El médico sostuvo su mirada sin flaquear y prosiguió con calma.

–El tumor principal estaba alojado en el pulmón izquierdo, y tenía el tamaño de un pomelo. También había tumores metastáticos secundarios en los riñones, el hígado y el cerebro. Lo único sorprendente de la muerte de este hombre es que tardase tanto en ingresar en urgencias. Debió de sufrir unos dolores tremendos, que le impedían cualquier actividad.

–Siga –dijo Pendergast con voz grave.

–Aparte del cáncer, el paciente sufría una cirrosis avanzada del hígado, dolencias cardíacas y una serie de síntomas crónicos pero no agudos todavía, vinculados al alcoholismo y una mala alimentación.

–¿Qué más?

–Nada más. La sangre y los tejidos no presentan indicios de toxinas o drogas. Tampoco hay heridas ni patologías, al menos que se puedan detectar después del embalsamamiento y de casi diez años enterrado.

–¿No hay indicios de calor?

–¿Calor? ¿Qué quiere decir?

–¿No hay nada que permita afirmar que el difunto sufrió una aplicación perimortem de calor?

–En absoluto. El calor habría provocado diversos cambios celulares fácilmente observables. He examinado cuarenta o cincuenta muestras de tejido de este cadáver, y ninguna de ellas mostraba cambios asociados al calor. ¡Qué extraña pregunta, señor Pendergast!

La voz de Pendergast seguía siendo grave.

–El cáncer microcelular de pulmón está provocado casi exclusivamente por el tabaquismo. ¿Me equivoco, doctor?

–No se equivoca.

–Entonces, doctor, ¿puede descartarse cualquier duda de que muriese de cáncer?

Pendergast tiñó de escepticismo su pregunta.

El forense, exasperado, se inclinó, cogió dos mitades de un pulmón arrugado y marrón y se los puso al agente ante las narices.

–Aquí tiene, señor Pendergast. Si no me cree, créase esto. Cójalo. Palpe la malignidad de este tumor. Es tan cierto que Beckmann murió de cáncer como que estoy aquí.

El camino de regreso al coche fue largo y silencioso. Pendergast se puso al volante (esta vez había conducido él hasta Yonkers), y salieron del aparcamiento. No habló hasta que dejaron atrás la masa gris del centro de la ciudad.

–¿No diría usted que Beckmann ha sido muy elocuente, Vincent?

–Sí.
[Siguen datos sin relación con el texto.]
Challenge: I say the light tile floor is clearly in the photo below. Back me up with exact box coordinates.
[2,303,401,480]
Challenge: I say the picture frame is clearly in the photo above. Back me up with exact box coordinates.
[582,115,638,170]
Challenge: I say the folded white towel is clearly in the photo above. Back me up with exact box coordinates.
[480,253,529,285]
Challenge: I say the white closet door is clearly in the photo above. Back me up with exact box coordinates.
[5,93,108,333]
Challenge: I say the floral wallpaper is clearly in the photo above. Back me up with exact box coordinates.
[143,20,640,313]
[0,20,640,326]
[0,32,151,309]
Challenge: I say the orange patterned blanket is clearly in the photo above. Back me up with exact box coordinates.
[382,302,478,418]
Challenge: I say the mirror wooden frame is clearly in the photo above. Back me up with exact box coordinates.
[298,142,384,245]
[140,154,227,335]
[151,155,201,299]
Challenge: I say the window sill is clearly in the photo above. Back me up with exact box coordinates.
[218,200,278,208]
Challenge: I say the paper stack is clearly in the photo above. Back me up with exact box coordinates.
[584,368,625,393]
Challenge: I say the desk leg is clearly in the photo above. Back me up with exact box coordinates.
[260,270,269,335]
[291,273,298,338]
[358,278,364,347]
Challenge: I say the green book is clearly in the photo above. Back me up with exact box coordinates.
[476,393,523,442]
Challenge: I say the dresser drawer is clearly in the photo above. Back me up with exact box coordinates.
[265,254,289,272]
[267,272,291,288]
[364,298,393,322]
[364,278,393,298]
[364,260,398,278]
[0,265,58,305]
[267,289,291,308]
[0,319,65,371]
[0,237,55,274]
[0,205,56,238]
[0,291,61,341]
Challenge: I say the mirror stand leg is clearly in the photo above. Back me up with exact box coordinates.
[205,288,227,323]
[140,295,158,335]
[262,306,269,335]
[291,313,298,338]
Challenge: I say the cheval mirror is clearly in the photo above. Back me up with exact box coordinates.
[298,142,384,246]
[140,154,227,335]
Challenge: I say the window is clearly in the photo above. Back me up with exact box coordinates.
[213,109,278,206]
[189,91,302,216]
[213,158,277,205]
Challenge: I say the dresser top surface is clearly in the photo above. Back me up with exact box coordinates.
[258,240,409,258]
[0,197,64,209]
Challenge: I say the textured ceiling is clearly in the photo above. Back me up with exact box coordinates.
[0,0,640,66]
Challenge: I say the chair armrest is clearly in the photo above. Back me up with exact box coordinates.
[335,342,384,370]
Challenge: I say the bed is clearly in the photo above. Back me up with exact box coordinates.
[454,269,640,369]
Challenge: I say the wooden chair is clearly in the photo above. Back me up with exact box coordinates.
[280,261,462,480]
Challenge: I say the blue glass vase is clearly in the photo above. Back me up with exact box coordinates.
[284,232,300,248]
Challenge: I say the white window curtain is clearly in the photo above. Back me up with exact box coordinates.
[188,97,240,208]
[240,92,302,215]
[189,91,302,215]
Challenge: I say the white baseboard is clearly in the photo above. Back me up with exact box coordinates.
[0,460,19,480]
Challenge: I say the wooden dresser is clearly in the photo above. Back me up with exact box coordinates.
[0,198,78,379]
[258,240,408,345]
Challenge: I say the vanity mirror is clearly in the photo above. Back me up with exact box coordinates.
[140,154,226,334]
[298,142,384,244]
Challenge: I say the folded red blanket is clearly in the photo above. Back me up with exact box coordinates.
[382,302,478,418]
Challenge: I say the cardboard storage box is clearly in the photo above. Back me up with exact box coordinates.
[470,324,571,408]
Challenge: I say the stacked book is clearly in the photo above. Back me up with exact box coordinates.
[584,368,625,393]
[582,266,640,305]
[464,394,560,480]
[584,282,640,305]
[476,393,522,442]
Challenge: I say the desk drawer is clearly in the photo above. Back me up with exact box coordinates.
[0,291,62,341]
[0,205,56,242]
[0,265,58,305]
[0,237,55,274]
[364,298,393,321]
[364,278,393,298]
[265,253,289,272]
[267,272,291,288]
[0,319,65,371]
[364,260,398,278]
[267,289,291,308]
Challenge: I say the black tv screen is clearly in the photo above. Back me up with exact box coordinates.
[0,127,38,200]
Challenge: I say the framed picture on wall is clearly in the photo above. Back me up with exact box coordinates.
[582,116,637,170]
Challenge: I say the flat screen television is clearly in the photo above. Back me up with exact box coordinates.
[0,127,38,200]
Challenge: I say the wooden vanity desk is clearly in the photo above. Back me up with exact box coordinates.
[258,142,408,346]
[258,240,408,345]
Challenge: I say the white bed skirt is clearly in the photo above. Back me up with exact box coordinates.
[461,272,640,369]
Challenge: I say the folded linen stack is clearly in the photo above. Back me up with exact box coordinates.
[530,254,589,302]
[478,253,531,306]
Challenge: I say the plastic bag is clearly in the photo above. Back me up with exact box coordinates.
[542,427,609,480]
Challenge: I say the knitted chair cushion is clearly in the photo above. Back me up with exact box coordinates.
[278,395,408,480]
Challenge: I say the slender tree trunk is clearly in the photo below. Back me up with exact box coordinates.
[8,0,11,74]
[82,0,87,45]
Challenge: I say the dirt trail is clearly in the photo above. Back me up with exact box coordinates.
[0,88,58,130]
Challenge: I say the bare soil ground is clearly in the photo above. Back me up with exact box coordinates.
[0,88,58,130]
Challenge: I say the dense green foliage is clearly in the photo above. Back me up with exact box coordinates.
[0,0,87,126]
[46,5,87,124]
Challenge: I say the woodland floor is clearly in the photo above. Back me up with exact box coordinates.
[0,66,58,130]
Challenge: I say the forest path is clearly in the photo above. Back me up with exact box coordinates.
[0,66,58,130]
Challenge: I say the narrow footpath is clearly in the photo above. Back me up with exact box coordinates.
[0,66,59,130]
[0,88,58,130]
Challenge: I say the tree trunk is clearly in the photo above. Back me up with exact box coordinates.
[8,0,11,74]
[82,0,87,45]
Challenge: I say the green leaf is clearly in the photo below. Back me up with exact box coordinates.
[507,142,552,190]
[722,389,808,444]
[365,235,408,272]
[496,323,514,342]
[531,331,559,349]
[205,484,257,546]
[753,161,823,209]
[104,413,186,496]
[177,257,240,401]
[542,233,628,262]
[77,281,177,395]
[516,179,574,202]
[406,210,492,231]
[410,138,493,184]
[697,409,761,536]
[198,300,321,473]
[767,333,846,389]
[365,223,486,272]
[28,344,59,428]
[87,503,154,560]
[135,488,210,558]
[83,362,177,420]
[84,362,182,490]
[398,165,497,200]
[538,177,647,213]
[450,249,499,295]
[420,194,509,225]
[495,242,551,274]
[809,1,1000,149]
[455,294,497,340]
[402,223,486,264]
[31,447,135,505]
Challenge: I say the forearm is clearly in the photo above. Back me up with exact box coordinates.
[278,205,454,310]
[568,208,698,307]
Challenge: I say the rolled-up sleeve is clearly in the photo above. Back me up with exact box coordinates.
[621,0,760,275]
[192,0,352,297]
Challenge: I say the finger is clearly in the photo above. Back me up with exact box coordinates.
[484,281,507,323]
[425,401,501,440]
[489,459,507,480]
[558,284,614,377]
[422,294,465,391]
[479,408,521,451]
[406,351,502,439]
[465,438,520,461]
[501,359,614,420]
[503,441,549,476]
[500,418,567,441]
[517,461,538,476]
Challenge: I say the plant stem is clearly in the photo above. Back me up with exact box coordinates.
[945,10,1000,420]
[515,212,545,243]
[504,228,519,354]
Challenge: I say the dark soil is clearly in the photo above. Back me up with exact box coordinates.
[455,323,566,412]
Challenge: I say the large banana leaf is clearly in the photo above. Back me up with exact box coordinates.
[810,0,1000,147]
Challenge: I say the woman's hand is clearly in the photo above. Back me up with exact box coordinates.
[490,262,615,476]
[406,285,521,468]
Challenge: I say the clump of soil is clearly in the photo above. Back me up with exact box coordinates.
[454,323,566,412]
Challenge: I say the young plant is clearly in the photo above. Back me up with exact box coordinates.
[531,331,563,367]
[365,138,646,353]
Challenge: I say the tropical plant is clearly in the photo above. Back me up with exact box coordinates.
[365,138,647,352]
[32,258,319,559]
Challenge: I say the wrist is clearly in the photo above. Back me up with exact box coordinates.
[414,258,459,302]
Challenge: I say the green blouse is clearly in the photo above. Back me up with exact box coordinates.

Y apestoso.

–Ahora bien, debo reconocer que lo que ha dicho ha sido sorprendente. Tendré que escribir una carta de agradecimiento al bueno del doctor.

Dio un golpe de volante. El Rolls dobló por Executive Boulevard sin acceder a la rampa de ingreso de la autopista de Saw Mill River.

D'Agosta puso cara de sorpresa.

–¿No volvemos a Nueva York?

Pendergast negó con la cabeza.

–Jeremy Grove murió hace exactamente dos semanas, y Cutforth una. Hemos venido a Yonkers en busca de respuestas, y no me iré sin ellas.